The stress of being a victim of bullying, sexual harassment, death threats and ostracism wore McWilliam down, and she admitted being “scared” and suicidal and her body “crumbling.” She decided that the only real option open to her was to try and save her integrity and engage in self-care every day.

McWilliam’s Human Rights Tribunal case was initiated in October of 2016, and finally adjudicated on June 30, 2020 after she had exhausted financial reserves paying $150,000 in legal fees. During those four years, McWilliam had to testify in front of a hostile venue with 30 high ranking officers testifying against her. She saw that the other side was trying to burn her out with the high legal costs and badgering she was subjected to on the stand. She had to endure questioning that devolved into the other side spelling out four letter words for her, minimizing her PTSD and trying to get her to react to the badgering. She spent six or seven days on the stand with the Toronto Police Services Board attorney’s weaving a portrait of McWilliam as lying, not a credible witness, that she failed to prove the board violated her rights under Ontario Human Rights Code, and that the tribunal needed to dismiss her allegations. It was pointed out that incidents were investigated by the Toronto police professional standards and Ontario’s Special Investigation Unit and no charges were presented.

McWilliam’s lawyers, Kate Hughes, Nadia Lambek and Tyler Boggs were able to prove that McWilliam was a victim of a “pattern of harassment” and humiliation by her supervising officers. They proved that when McWilliam complained about the daily sexual comments she was shunned and denied career opportunities. An expert called by McWilliams’ lawyers noted that sexual harassment and discrimination was difficult for any woman but raising it in the police culture was a clear transgression of an unwritten code.

On June 30, 2020, the Human Rights Tribunal of Ontario released judgement in McWilliam v. Toronto Police Services Board and Angelo Costa, 2020 HRTO 574, and in a 156-page decision found that “Constable Heather McWilliam has established that she was subjected to a poisoned work environment, sexual harassment, sexual assault and discrimination by superior ranking officers employed by the Toronto Police Services Board.”

In the end, truth won out, and the Human Rights Tribunal ruled in her favor, awarding her $85,000. Six years from the initial complaint, and massive costs in legal expenses that no one else but McWilliam had to pay. McWilliam was so injured from the harassment and subsequent legal process that she was granted disability (workman’s comp likened it to losing an eye) and cannot return to work. She suffered from PTSD and had to move from the Toronto area. But she survived, and she decided to advocate for change, creating a business known as Brave Inspires Brave (Braveinspiresbrave.com), telling her inspiring story globally as she encourages others to find the courage to bring about change. McWilliam created change at the Toronto Police Services as they were forced to address a system that was toxic for women officers.

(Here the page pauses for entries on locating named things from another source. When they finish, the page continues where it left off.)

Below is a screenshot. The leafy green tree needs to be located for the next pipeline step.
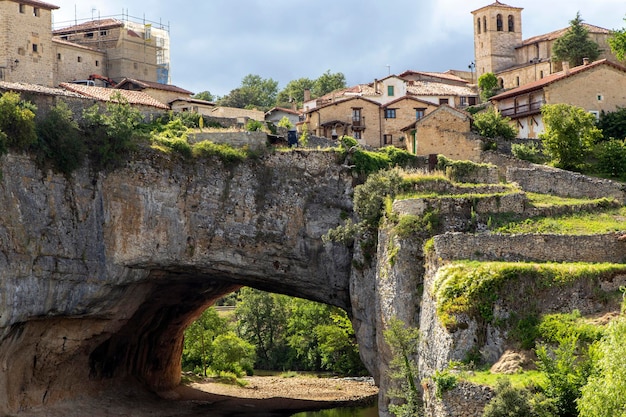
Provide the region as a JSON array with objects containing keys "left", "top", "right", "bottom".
[
  {"left": 609, "top": 19, "right": 626, "bottom": 61},
  {"left": 552, "top": 12, "right": 600, "bottom": 67},
  {"left": 276, "top": 78, "right": 315, "bottom": 108},
  {"left": 211, "top": 332, "right": 255, "bottom": 377},
  {"left": 217, "top": 74, "right": 278, "bottom": 110},
  {"left": 315, "top": 310, "right": 367, "bottom": 375},
  {"left": 539, "top": 104, "right": 602, "bottom": 169},
  {"left": 597, "top": 107, "right": 626, "bottom": 140},
  {"left": 594, "top": 139, "right": 626, "bottom": 178},
  {"left": 478, "top": 72, "right": 499, "bottom": 101},
  {"left": 472, "top": 109, "right": 517, "bottom": 139},
  {"left": 535, "top": 334, "right": 595, "bottom": 417},
  {"left": 82, "top": 93, "right": 144, "bottom": 168},
  {"left": 0, "top": 91, "right": 37, "bottom": 150},
  {"left": 383, "top": 318, "right": 422, "bottom": 417},
  {"left": 182, "top": 307, "right": 229, "bottom": 376},
  {"left": 578, "top": 316, "right": 626, "bottom": 417},
  {"left": 235, "top": 288, "right": 289, "bottom": 369},
  {"left": 37, "top": 101, "right": 87, "bottom": 175},
  {"left": 193, "top": 91, "right": 215, "bottom": 101},
  {"left": 311, "top": 70, "right": 346, "bottom": 97}
]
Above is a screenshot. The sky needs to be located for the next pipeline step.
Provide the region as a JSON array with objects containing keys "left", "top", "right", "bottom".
[{"left": 46, "top": 0, "right": 626, "bottom": 97}]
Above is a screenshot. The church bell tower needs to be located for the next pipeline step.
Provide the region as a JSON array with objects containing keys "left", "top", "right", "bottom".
[{"left": 472, "top": 1, "right": 523, "bottom": 76}]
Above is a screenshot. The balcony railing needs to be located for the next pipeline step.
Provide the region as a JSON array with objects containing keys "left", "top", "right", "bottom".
[{"left": 500, "top": 100, "right": 545, "bottom": 117}]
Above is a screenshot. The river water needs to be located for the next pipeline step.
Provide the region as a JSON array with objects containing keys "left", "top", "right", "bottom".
[{"left": 291, "top": 404, "right": 378, "bottom": 417}]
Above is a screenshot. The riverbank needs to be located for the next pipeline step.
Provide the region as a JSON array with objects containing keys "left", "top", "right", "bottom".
[{"left": 17, "top": 376, "right": 378, "bottom": 417}]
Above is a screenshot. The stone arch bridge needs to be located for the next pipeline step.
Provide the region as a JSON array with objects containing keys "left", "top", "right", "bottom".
[{"left": 0, "top": 152, "right": 386, "bottom": 414}]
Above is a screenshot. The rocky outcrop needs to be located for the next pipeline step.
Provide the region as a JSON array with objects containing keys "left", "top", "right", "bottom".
[{"left": 0, "top": 151, "right": 360, "bottom": 414}]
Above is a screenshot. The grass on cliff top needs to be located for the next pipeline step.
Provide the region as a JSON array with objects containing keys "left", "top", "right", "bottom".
[
  {"left": 491, "top": 204, "right": 626, "bottom": 235},
  {"left": 432, "top": 261, "right": 626, "bottom": 330}
]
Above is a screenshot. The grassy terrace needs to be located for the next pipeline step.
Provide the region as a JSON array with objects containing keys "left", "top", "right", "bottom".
[
  {"left": 432, "top": 261, "right": 626, "bottom": 330},
  {"left": 491, "top": 204, "right": 626, "bottom": 235}
]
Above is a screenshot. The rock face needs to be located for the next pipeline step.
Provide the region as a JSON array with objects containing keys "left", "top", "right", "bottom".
[{"left": 0, "top": 152, "right": 360, "bottom": 414}]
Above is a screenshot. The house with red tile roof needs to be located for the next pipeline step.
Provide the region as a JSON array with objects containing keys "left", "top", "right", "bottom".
[
  {"left": 491, "top": 59, "right": 626, "bottom": 138},
  {"left": 472, "top": 1, "right": 619, "bottom": 89}
]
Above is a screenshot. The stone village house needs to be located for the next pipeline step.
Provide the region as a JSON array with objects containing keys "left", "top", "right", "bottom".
[{"left": 491, "top": 59, "right": 626, "bottom": 138}]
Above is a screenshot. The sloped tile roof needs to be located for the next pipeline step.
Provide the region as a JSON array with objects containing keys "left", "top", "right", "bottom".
[
  {"left": 115, "top": 78, "right": 193, "bottom": 95},
  {"left": 0, "top": 81, "right": 83, "bottom": 98},
  {"left": 15, "top": 0, "right": 59, "bottom": 10},
  {"left": 490, "top": 59, "right": 626, "bottom": 101},
  {"left": 407, "top": 81, "right": 477, "bottom": 96},
  {"left": 518, "top": 23, "right": 611, "bottom": 48},
  {"left": 60, "top": 83, "right": 169, "bottom": 110},
  {"left": 52, "top": 19, "right": 124, "bottom": 36}
]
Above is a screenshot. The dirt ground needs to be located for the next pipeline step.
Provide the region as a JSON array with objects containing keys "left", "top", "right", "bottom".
[{"left": 17, "top": 376, "right": 378, "bottom": 417}]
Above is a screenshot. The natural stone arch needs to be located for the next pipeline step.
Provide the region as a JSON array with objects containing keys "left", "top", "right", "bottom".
[{"left": 0, "top": 152, "right": 376, "bottom": 413}]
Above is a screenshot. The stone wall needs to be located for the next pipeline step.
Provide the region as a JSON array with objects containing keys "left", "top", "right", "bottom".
[
  {"left": 434, "top": 233, "right": 626, "bottom": 263},
  {"left": 189, "top": 131, "right": 267, "bottom": 151},
  {"left": 506, "top": 165, "right": 626, "bottom": 202},
  {"left": 424, "top": 380, "right": 494, "bottom": 417}
]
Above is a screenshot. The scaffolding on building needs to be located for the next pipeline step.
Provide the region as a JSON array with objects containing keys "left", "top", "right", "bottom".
[{"left": 52, "top": 9, "right": 171, "bottom": 84}]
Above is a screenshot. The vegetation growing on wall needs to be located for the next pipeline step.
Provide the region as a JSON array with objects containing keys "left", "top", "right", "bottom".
[{"left": 432, "top": 261, "right": 626, "bottom": 329}]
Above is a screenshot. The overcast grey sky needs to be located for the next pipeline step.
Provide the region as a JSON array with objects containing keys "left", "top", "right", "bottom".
[{"left": 47, "top": 0, "right": 626, "bottom": 96}]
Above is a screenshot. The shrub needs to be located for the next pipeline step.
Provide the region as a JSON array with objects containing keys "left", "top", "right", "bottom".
[
  {"left": 0, "top": 92, "right": 37, "bottom": 150},
  {"left": 192, "top": 140, "right": 249, "bottom": 163},
  {"left": 594, "top": 139, "right": 626, "bottom": 177},
  {"left": 511, "top": 142, "right": 547, "bottom": 164},
  {"left": 37, "top": 101, "right": 87, "bottom": 175}
]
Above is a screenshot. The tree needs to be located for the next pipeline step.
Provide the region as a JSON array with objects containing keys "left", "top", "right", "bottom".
[
  {"left": 609, "top": 19, "right": 626, "bottom": 61},
  {"left": 235, "top": 288, "right": 288, "bottom": 369},
  {"left": 218, "top": 74, "right": 278, "bottom": 110},
  {"left": 478, "top": 72, "right": 499, "bottom": 101},
  {"left": 37, "top": 101, "right": 86, "bottom": 175},
  {"left": 182, "top": 308, "right": 228, "bottom": 376},
  {"left": 276, "top": 78, "right": 315, "bottom": 108},
  {"left": 383, "top": 318, "right": 422, "bottom": 417},
  {"left": 193, "top": 91, "right": 215, "bottom": 101},
  {"left": 539, "top": 104, "right": 602, "bottom": 169},
  {"left": 311, "top": 70, "right": 346, "bottom": 97},
  {"left": 578, "top": 316, "right": 626, "bottom": 417},
  {"left": 552, "top": 12, "right": 600, "bottom": 67},
  {"left": 597, "top": 107, "right": 626, "bottom": 140},
  {"left": 0, "top": 91, "right": 37, "bottom": 150},
  {"left": 535, "top": 334, "right": 595, "bottom": 417},
  {"left": 211, "top": 332, "right": 255, "bottom": 377},
  {"left": 473, "top": 109, "right": 517, "bottom": 139}
]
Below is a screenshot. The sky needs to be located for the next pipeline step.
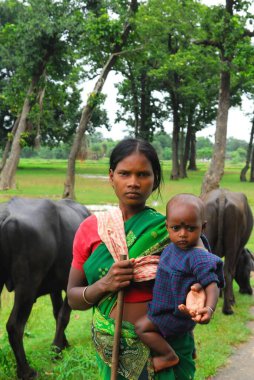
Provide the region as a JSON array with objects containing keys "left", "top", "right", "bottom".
[{"left": 83, "top": 0, "right": 253, "bottom": 142}]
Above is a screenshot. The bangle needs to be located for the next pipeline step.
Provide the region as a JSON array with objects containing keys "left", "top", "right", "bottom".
[
  {"left": 206, "top": 306, "right": 214, "bottom": 313},
  {"left": 83, "top": 286, "right": 94, "bottom": 305}
]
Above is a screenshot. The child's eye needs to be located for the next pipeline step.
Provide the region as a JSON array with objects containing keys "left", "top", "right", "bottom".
[{"left": 139, "top": 172, "right": 150, "bottom": 177}]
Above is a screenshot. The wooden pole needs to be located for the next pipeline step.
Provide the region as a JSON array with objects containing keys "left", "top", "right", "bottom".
[{"left": 110, "top": 255, "right": 127, "bottom": 380}]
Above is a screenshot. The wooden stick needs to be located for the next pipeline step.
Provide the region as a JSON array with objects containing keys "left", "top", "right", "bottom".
[{"left": 110, "top": 255, "right": 127, "bottom": 380}]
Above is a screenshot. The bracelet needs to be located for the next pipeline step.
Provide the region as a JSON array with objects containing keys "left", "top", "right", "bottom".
[
  {"left": 206, "top": 306, "right": 214, "bottom": 313},
  {"left": 83, "top": 286, "right": 94, "bottom": 305}
]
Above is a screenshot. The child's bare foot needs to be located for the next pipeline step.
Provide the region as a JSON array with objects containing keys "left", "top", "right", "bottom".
[{"left": 153, "top": 352, "right": 179, "bottom": 372}]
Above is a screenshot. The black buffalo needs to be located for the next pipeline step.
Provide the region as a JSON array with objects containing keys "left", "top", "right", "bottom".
[
  {"left": 201, "top": 189, "right": 253, "bottom": 314},
  {"left": 0, "top": 198, "right": 89, "bottom": 380}
]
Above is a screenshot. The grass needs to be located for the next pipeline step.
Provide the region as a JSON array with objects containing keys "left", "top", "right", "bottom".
[{"left": 0, "top": 159, "right": 254, "bottom": 380}]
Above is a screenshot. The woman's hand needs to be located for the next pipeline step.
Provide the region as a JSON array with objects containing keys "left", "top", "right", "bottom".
[
  {"left": 178, "top": 284, "right": 208, "bottom": 323},
  {"left": 100, "top": 259, "right": 135, "bottom": 293}
]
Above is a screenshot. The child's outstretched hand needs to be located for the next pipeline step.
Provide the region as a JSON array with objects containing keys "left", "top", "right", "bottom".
[{"left": 178, "top": 284, "right": 206, "bottom": 323}]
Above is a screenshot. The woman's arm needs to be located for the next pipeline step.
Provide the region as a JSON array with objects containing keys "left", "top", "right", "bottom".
[{"left": 67, "top": 259, "right": 134, "bottom": 310}]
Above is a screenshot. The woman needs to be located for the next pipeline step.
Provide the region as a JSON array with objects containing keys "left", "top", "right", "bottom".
[{"left": 67, "top": 139, "right": 202, "bottom": 380}]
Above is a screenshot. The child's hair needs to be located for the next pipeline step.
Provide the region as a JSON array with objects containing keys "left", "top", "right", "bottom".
[
  {"left": 109, "top": 138, "right": 162, "bottom": 190},
  {"left": 166, "top": 193, "right": 205, "bottom": 222}
]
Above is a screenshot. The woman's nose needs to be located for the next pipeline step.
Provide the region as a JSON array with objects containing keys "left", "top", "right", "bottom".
[{"left": 129, "top": 175, "right": 140, "bottom": 187}]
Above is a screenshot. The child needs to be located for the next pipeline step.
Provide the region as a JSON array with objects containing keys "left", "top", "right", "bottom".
[{"left": 135, "top": 194, "right": 224, "bottom": 372}]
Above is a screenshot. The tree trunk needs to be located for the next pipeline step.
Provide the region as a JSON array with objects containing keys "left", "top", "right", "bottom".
[
  {"left": 63, "top": 0, "right": 138, "bottom": 199},
  {"left": 182, "top": 110, "right": 194, "bottom": 178},
  {"left": 0, "top": 78, "right": 38, "bottom": 190},
  {"left": 250, "top": 147, "right": 254, "bottom": 182},
  {"left": 188, "top": 129, "right": 197, "bottom": 170},
  {"left": 179, "top": 128, "right": 187, "bottom": 178},
  {"left": 138, "top": 70, "right": 152, "bottom": 141},
  {"left": 127, "top": 62, "right": 139, "bottom": 137},
  {"left": 0, "top": 116, "right": 20, "bottom": 172},
  {"left": 201, "top": 71, "right": 230, "bottom": 194},
  {"left": 170, "top": 87, "right": 180, "bottom": 180},
  {"left": 240, "top": 118, "right": 254, "bottom": 182}
]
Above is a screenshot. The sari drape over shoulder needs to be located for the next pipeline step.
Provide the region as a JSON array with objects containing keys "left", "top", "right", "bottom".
[{"left": 84, "top": 208, "right": 195, "bottom": 380}]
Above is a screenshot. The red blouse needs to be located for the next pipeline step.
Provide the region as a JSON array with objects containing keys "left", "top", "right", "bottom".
[{"left": 71, "top": 215, "right": 154, "bottom": 302}]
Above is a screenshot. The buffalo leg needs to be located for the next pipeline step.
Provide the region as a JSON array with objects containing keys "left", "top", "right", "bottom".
[
  {"left": 50, "top": 292, "right": 71, "bottom": 351},
  {"left": 222, "top": 260, "right": 235, "bottom": 315},
  {"left": 6, "top": 291, "right": 37, "bottom": 380}
]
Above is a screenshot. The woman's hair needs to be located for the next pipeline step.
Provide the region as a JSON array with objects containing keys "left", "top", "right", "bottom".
[{"left": 109, "top": 138, "right": 162, "bottom": 190}]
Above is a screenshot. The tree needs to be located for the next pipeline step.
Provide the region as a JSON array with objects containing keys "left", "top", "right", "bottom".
[
  {"left": 134, "top": 0, "right": 218, "bottom": 179},
  {"left": 200, "top": 0, "right": 254, "bottom": 193},
  {"left": 240, "top": 117, "right": 254, "bottom": 182},
  {"left": 63, "top": 0, "right": 138, "bottom": 199},
  {"left": 0, "top": 0, "right": 86, "bottom": 189}
]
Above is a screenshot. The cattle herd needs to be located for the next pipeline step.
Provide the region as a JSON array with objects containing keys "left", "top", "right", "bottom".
[{"left": 0, "top": 193, "right": 254, "bottom": 380}]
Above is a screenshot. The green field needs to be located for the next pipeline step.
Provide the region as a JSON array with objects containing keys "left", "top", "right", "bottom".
[{"left": 0, "top": 160, "right": 254, "bottom": 380}]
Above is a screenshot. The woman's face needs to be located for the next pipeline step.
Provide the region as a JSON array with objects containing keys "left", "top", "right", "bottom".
[{"left": 109, "top": 152, "right": 154, "bottom": 217}]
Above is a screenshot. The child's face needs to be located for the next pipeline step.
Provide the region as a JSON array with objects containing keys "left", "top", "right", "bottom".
[{"left": 166, "top": 203, "right": 204, "bottom": 249}]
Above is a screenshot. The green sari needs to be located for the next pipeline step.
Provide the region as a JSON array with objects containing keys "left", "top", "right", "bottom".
[{"left": 84, "top": 208, "right": 195, "bottom": 380}]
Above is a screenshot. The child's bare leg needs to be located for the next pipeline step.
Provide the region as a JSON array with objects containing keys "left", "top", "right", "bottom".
[{"left": 135, "top": 316, "right": 179, "bottom": 372}]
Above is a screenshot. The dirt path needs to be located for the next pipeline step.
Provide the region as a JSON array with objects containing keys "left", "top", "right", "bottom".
[{"left": 206, "top": 307, "right": 254, "bottom": 380}]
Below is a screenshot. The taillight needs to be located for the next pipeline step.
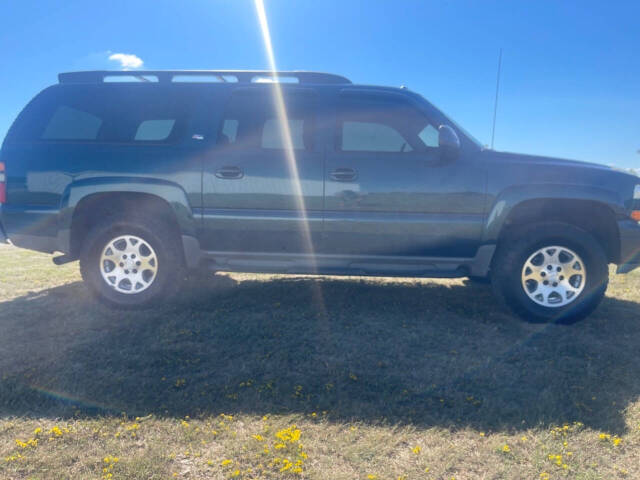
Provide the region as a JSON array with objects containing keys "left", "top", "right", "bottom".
[{"left": 0, "top": 162, "right": 7, "bottom": 203}]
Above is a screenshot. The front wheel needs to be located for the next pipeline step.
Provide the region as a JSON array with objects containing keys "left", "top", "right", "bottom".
[
  {"left": 80, "top": 219, "right": 184, "bottom": 308},
  {"left": 492, "top": 223, "right": 609, "bottom": 323}
]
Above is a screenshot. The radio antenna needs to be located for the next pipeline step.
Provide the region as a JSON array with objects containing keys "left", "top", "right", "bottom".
[{"left": 491, "top": 48, "right": 502, "bottom": 150}]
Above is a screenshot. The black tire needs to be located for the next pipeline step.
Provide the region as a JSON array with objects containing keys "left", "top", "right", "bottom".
[
  {"left": 491, "top": 222, "right": 609, "bottom": 324},
  {"left": 80, "top": 217, "right": 185, "bottom": 309}
]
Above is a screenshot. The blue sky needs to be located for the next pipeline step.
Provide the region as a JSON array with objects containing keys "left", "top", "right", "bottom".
[{"left": 0, "top": 0, "right": 640, "bottom": 168}]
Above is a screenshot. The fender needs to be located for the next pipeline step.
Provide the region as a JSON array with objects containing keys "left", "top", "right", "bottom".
[
  {"left": 58, "top": 176, "right": 197, "bottom": 237},
  {"left": 483, "top": 183, "right": 625, "bottom": 244}
]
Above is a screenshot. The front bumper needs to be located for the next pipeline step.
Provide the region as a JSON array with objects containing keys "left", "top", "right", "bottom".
[{"left": 617, "top": 220, "right": 640, "bottom": 273}]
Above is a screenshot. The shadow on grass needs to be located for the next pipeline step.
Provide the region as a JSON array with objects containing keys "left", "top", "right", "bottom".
[{"left": 0, "top": 275, "right": 640, "bottom": 434}]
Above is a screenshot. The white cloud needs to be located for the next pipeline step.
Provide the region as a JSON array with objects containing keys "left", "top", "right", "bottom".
[{"left": 109, "top": 53, "right": 144, "bottom": 70}]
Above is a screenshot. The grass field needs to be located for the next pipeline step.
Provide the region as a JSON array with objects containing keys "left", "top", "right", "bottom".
[{"left": 0, "top": 246, "right": 640, "bottom": 480}]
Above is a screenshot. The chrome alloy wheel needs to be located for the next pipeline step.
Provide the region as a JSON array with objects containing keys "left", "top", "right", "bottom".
[
  {"left": 100, "top": 235, "right": 158, "bottom": 294},
  {"left": 522, "top": 246, "right": 587, "bottom": 308}
]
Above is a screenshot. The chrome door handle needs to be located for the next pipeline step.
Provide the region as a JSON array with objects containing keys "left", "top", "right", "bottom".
[
  {"left": 329, "top": 167, "right": 358, "bottom": 182},
  {"left": 216, "top": 167, "right": 244, "bottom": 180}
]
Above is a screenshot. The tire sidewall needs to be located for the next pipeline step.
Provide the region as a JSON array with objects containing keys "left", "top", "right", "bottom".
[
  {"left": 496, "top": 225, "right": 608, "bottom": 323},
  {"left": 80, "top": 220, "right": 181, "bottom": 308}
]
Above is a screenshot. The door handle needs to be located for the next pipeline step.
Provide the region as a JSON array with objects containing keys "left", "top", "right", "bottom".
[
  {"left": 216, "top": 167, "right": 244, "bottom": 180},
  {"left": 329, "top": 168, "right": 358, "bottom": 182}
]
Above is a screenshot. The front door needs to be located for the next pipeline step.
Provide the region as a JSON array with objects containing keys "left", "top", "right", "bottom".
[
  {"left": 323, "top": 89, "right": 486, "bottom": 267},
  {"left": 201, "top": 84, "right": 323, "bottom": 258}
]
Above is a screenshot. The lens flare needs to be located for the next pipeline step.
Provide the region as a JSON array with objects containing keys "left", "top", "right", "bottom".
[{"left": 254, "top": 0, "right": 326, "bottom": 313}]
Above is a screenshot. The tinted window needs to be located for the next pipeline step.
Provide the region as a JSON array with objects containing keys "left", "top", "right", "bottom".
[
  {"left": 12, "top": 83, "right": 189, "bottom": 143},
  {"left": 342, "top": 121, "right": 412, "bottom": 152},
  {"left": 418, "top": 125, "right": 438, "bottom": 147},
  {"left": 260, "top": 117, "right": 304, "bottom": 150},
  {"left": 218, "top": 89, "right": 315, "bottom": 150},
  {"left": 336, "top": 94, "right": 438, "bottom": 153},
  {"left": 42, "top": 105, "right": 102, "bottom": 140},
  {"left": 133, "top": 118, "right": 176, "bottom": 141}
]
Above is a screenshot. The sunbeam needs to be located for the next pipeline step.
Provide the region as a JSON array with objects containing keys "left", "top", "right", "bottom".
[{"left": 254, "top": 0, "right": 326, "bottom": 314}]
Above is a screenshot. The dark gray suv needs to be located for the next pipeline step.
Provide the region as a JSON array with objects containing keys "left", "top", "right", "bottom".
[{"left": 0, "top": 71, "right": 640, "bottom": 322}]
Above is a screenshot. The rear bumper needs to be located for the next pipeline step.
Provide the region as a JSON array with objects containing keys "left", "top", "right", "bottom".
[{"left": 617, "top": 220, "right": 640, "bottom": 273}]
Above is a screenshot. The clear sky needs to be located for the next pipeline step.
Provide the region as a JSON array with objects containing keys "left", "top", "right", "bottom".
[{"left": 0, "top": 0, "right": 640, "bottom": 168}]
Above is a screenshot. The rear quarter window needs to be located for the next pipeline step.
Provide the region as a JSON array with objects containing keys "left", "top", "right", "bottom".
[{"left": 7, "top": 84, "right": 191, "bottom": 144}]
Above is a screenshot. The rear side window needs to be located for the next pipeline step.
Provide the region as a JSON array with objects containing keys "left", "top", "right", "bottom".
[
  {"left": 42, "top": 105, "right": 102, "bottom": 140},
  {"left": 12, "top": 84, "right": 189, "bottom": 144},
  {"left": 218, "top": 87, "right": 316, "bottom": 150}
]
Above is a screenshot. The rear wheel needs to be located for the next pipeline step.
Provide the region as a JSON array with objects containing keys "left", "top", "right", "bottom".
[
  {"left": 80, "top": 218, "right": 184, "bottom": 308},
  {"left": 492, "top": 223, "right": 608, "bottom": 323}
]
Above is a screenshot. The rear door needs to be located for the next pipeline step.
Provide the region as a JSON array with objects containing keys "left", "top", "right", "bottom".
[
  {"left": 323, "top": 89, "right": 485, "bottom": 260},
  {"left": 202, "top": 85, "right": 323, "bottom": 258}
]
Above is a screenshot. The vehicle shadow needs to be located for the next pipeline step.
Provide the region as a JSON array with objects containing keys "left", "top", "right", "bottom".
[{"left": 0, "top": 274, "right": 640, "bottom": 434}]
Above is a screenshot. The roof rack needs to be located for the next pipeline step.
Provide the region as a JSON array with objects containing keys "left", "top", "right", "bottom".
[{"left": 58, "top": 70, "right": 351, "bottom": 84}]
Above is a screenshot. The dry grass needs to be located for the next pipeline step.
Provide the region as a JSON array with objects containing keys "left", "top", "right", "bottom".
[{"left": 0, "top": 246, "right": 640, "bottom": 480}]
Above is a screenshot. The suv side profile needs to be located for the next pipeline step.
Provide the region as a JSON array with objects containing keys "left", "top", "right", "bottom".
[{"left": 0, "top": 70, "right": 640, "bottom": 322}]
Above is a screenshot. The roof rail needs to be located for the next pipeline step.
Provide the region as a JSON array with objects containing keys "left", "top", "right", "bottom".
[{"left": 58, "top": 70, "right": 351, "bottom": 84}]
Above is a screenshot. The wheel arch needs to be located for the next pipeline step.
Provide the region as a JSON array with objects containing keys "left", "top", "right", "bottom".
[
  {"left": 59, "top": 178, "right": 196, "bottom": 256},
  {"left": 484, "top": 185, "right": 624, "bottom": 263}
]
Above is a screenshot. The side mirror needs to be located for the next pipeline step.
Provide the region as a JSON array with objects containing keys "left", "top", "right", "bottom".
[{"left": 438, "top": 125, "right": 460, "bottom": 161}]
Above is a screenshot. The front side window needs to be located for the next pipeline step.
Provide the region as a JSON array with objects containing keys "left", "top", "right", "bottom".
[
  {"left": 336, "top": 94, "right": 438, "bottom": 153},
  {"left": 342, "top": 121, "right": 412, "bottom": 152},
  {"left": 218, "top": 89, "right": 315, "bottom": 151}
]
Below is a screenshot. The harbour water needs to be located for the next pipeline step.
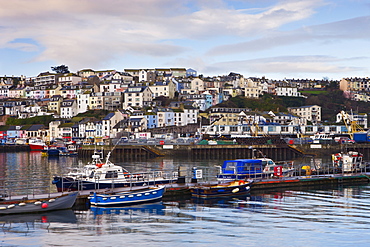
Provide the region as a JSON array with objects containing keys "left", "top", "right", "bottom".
[{"left": 0, "top": 153, "right": 370, "bottom": 246}]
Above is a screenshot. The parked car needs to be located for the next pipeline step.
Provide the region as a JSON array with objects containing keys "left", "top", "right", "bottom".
[{"left": 338, "top": 137, "right": 356, "bottom": 144}]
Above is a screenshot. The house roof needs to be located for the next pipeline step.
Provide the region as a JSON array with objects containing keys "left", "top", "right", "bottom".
[{"left": 103, "top": 112, "right": 114, "bottom": 120}]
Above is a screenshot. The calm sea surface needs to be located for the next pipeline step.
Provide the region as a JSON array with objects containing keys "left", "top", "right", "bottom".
[{"left": 0, "top": 152, "right": 370, "bottom": 246}]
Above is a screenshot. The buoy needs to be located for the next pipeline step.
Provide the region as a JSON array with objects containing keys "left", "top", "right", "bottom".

McWilliam wanted to create better training for police officers, to change the culture, and she faced down a bureaucracy that did everything it could to outwait, outwit, and bleed her. The Toronto Police Services created a toxic and hostile environment for one of its’ brightest and most talented, depriving the public of a competent, professional officer but McWilliam won, got her integrity back and advises others, “You can survive this, it is not a death sentence.”